[VIDEO] Besos sarcásticos y furia rival: La noche de furia que vivió Neymar en clasificación de Santos
El astro brasileño fue insultado por la hinchada de Remo y terminó desencadenando una verdadera batalla verbal.
Una noche de alta tensión y puro drama se vivió en el Estádio "Evandro Almeida", de Belém, recinto donde Santos logró avanzar a los cuartos de final de la Copa de Brasil tras vencer por 1-0 a Remo, en un compromiso marcado por el tenso y caótico protagonismo de Neymar Jr.
La hostilidad hacia la figura del "Peixe" se sintió desde la previa. Pese a no ser titular, "O Príncipe" fue recibido por la hinchada local con duros insultos y cánticos en su contra.
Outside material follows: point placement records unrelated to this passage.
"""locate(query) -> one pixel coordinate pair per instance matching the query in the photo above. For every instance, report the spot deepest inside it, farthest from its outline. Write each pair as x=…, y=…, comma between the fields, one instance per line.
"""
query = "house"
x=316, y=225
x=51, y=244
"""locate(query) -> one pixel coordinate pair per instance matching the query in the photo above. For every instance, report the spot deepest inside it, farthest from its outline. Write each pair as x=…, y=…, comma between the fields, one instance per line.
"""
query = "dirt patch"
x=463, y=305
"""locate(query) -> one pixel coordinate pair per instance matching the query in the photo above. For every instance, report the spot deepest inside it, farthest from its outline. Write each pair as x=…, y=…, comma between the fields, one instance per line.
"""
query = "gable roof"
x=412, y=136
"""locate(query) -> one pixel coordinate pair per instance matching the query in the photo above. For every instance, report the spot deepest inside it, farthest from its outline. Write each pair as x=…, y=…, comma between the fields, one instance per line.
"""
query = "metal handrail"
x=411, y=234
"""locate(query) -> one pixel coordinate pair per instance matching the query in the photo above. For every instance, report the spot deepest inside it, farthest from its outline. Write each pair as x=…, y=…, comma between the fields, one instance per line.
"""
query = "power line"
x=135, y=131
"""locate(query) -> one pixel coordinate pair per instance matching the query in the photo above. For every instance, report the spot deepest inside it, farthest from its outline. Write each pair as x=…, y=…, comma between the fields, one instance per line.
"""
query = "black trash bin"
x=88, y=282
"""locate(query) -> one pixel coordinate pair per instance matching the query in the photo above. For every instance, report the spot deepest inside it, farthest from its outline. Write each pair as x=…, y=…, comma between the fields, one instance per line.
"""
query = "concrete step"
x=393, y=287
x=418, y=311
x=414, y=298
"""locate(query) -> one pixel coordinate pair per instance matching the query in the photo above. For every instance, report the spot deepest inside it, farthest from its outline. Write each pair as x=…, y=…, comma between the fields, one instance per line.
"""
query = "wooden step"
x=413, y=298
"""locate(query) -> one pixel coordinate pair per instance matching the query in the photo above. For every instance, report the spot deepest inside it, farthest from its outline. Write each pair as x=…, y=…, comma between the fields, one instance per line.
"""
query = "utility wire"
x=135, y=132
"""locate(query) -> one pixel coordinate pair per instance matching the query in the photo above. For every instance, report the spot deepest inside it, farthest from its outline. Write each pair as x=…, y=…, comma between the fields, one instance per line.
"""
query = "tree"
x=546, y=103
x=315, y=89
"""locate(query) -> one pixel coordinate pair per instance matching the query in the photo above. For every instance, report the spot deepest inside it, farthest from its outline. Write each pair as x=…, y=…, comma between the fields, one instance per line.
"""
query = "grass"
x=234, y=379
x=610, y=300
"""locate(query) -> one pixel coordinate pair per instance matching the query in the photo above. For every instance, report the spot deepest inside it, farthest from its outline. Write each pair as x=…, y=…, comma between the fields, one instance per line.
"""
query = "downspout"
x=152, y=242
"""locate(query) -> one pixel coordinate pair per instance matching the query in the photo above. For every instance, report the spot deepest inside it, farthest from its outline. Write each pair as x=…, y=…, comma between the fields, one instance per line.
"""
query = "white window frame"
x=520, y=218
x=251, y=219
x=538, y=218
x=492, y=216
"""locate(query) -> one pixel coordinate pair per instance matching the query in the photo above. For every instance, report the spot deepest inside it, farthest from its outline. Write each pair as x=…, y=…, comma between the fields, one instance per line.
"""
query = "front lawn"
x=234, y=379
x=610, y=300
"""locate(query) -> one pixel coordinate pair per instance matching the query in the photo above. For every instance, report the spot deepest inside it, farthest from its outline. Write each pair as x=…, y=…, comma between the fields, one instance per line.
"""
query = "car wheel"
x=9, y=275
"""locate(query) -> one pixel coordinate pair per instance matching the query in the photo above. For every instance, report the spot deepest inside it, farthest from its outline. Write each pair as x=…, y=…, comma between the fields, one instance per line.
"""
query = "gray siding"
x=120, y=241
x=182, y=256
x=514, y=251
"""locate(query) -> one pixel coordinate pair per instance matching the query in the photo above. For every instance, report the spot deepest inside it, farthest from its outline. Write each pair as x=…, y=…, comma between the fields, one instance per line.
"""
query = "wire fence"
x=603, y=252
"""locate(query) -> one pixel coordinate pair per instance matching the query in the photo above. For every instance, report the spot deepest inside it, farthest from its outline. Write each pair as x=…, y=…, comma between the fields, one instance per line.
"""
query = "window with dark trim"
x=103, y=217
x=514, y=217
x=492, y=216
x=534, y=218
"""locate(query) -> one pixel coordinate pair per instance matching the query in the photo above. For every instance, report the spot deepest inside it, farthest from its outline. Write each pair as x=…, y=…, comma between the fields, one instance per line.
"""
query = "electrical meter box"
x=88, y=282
Lejos de amedrentarse, el '10' respondió con sarcasmo: primero levantó los brazos y luego comenzó a enviar besos a la tribuna, encendiendo aún más los ánimos.
En lo deportivo, el delantero ingresó en el segundo tiempo y terminó siendo determinante. A los 73 minutos, Neymar metió una asistencia precisa para que Rony anotara el único gol de la noche, sellando el boleto del cuadro paulista a la siguiente ronda.
Sin embargo, el pitazo final no trajo la calma. Neymar volvió a despedirse lanzando besos a los fanáticos locales, lo que desató el caos en los pasillos del estadio. En la zona mixta, las cámaras captaron al atacante completamente fuera de sí y debiendo ser contenido por el personal de seguridad mientras le gritaba enfurecido a los rivales: "¡Eliminado, eliminado!".
Las provocaciones del seleccionado brasileño generaron una durísima respuesta por parte del presidente de Remo, Antonio Carlos Teixeira, quien disparó sin filtro contra el jugador.
"Santos no necesita de esto. Ese vagabundo de Neymar, que es idolatrado por un montón de niños, hizo sus payasadas y encima vino a provocar. ¡Nosotros somos culpables de idolatrar a un montón de vagabundos como ese tipo!", expresó desatado el dirigente.
El clima hostil continuó incluso fuera del recinto deportivo, donde el automóvil que trasladaba al astro paulista fue rodeado por una multitud de simpatizantes locales que impidieron su libre tránsito durante varios minutos, cerrando una jornada tan accidentada como festiva para el equipo de Neymar.